Thomas Demand Exhibition in Florence, Italy by Caruso St. John Architects
 

Last week's dose featured a modern exhibition in a modern setting. The large-scale, blurred photographs of Hiroshi Sugimoto, and artist-designed exhibition, complement the gallery spaces in the Museum of Contemporary Art in Chicago by German architect Josef Paul Kleihues, a severe, neo-Modern assemblage of boxes. This week's dose looks at another photographer's work exhibited in a classical setting, the Thomas Demand Exhibition at the Pitti Palace in Florence, Italy. A collaboration between the artist and London's Caruso St. John Architects, the exhibition is an investigation in contrast and integration, attempting to fit the works of the popular German artist into an ornate setting.


Thomas Demand's photographs appear to represent reality in their visions of modern interiors, but in fact each image is a full-size cardboard model of an interior based on another, factual photograph, most likely from a newspaper or similar media sources. This technique blurs the distinction between the real and the fabricated - his attention to detail furthers this blurring - while questioning the legitimacy of photography as the medium of truth. Similar in vein to Gregory Crewdson and Ben Gest, each artist stages their subjects in particular ways that create a surrealism, each image familiar yet unsettling in its slight detachment from reality.
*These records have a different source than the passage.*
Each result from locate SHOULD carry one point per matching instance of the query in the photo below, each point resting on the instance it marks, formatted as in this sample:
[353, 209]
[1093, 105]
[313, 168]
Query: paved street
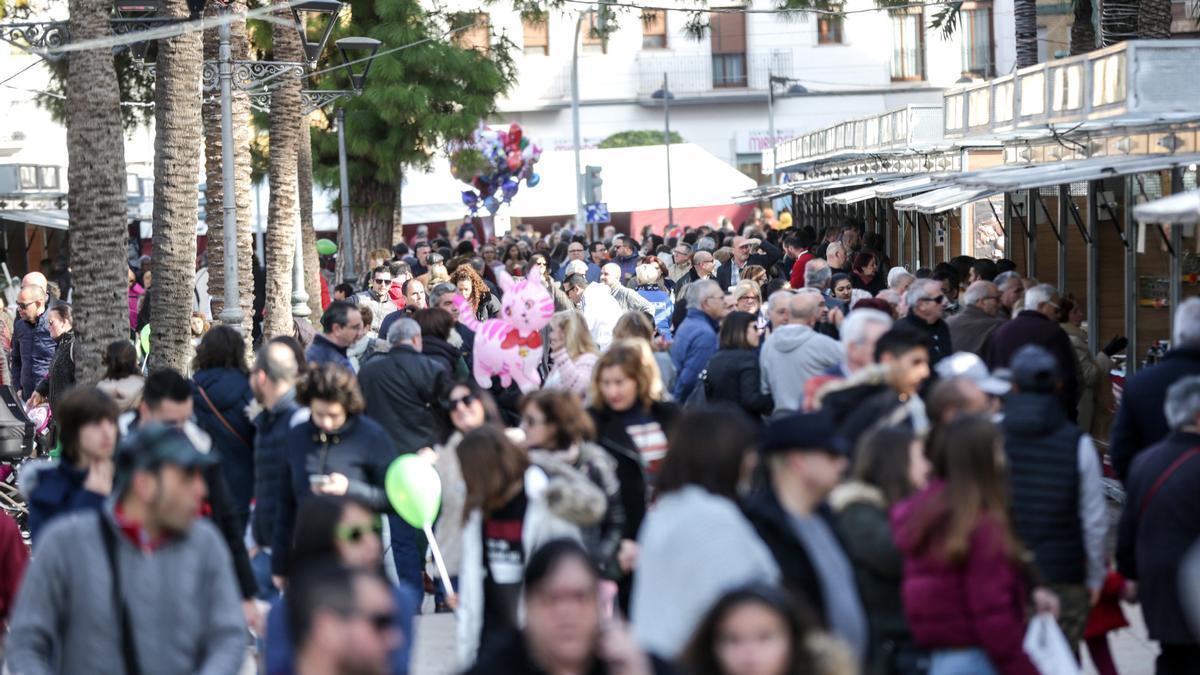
[433, 655]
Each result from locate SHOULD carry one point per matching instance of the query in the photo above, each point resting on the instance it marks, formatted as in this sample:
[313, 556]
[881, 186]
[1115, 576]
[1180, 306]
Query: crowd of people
[747, 452]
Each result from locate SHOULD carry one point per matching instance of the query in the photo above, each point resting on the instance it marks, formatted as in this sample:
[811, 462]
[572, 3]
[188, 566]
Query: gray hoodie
[183, 599]
[791, 356]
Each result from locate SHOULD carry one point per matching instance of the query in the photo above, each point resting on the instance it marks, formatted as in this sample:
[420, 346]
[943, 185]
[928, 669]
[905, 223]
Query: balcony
[706, 73]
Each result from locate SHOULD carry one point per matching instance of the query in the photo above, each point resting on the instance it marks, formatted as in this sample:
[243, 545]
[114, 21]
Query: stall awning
[1176, 209]
[54, 219]
[1011, 179]
[864, 193]
[943, 199]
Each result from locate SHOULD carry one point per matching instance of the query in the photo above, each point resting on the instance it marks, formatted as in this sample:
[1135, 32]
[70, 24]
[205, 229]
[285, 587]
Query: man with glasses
[1038, 324]
[376, 297]
[979, 317]
[927, 304]
[695, 342]
[577, 251]
[33, 347]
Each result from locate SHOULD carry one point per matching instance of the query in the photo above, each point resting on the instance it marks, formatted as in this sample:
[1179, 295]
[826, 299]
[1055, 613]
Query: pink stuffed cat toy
[510, 345]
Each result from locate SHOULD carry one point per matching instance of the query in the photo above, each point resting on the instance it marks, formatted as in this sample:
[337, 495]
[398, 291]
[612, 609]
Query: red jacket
[975, 603]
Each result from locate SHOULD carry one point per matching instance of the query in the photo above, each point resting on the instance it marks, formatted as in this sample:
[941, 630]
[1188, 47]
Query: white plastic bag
[1048, 647]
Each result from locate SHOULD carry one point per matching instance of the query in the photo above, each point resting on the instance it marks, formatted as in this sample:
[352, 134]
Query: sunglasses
[354, 533]
[453, 404]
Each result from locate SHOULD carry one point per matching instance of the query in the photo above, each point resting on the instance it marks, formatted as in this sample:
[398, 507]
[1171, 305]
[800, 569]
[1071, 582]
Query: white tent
[635, 179]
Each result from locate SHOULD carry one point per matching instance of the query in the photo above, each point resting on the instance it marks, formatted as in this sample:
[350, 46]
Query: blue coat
[55, 490]
[325, 351]
[281, 651]
[694, 345]
[271, 429]
[1140, 420]
[229, 392]
[33, 348]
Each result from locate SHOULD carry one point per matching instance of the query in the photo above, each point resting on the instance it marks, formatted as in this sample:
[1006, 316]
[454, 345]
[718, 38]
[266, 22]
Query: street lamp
[231, 315]
[796, 89]
[665, 95]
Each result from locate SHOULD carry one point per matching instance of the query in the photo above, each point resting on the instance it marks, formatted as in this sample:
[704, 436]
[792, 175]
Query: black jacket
[1043, 466]
[611, 435]
[1152, 544]
[405, 393]
[360, 451]
[60, 376]
[1140, 420]
[229, 392]
[733, 376]
[271, 428]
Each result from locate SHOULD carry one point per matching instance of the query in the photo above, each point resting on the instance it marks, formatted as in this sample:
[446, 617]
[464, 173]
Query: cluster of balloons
[495, 163]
These artists are adding a complexity to photography that is enriching while using different media in ways that is purely artistic.


Inserting Thomas Demand's photographs into the spaces of the Pitti Palace was not a simple task for the artist and the architects. First, they were not allowed to touch the interiors for the exhibition, meaning the work could not be mounted on the walls or any other surfaces. Second, the clean and minimal images of the artist's work can not compete on their own with the highly ornate interiors of the rooms designed for the King of Italy's parties. Their solution was to mount the images on panels that sit on large pieces of furniture placed near the edges of each room. In effect, the dark-toned panels increase the size of the artwork, creating a large "frame" around the image that acts as a buffer between the photograph and the pilasters, moulding, paintings and other decoration of the Palace.


Seeing the contrast between the dark, hard-edged creations for the exhibition display and the soft, light interiors is reminiscent of the last act of "2001: A Space Odyssey" in which the astronaut Dave finds himself in an ornate bedroom suite with the black alien monolith. From a purely visual perspective the contrast between object and setting in the film is surreal. A similar effect was achieved at this exhibition in Florence, appropriate given the artist's surrealist tendencies.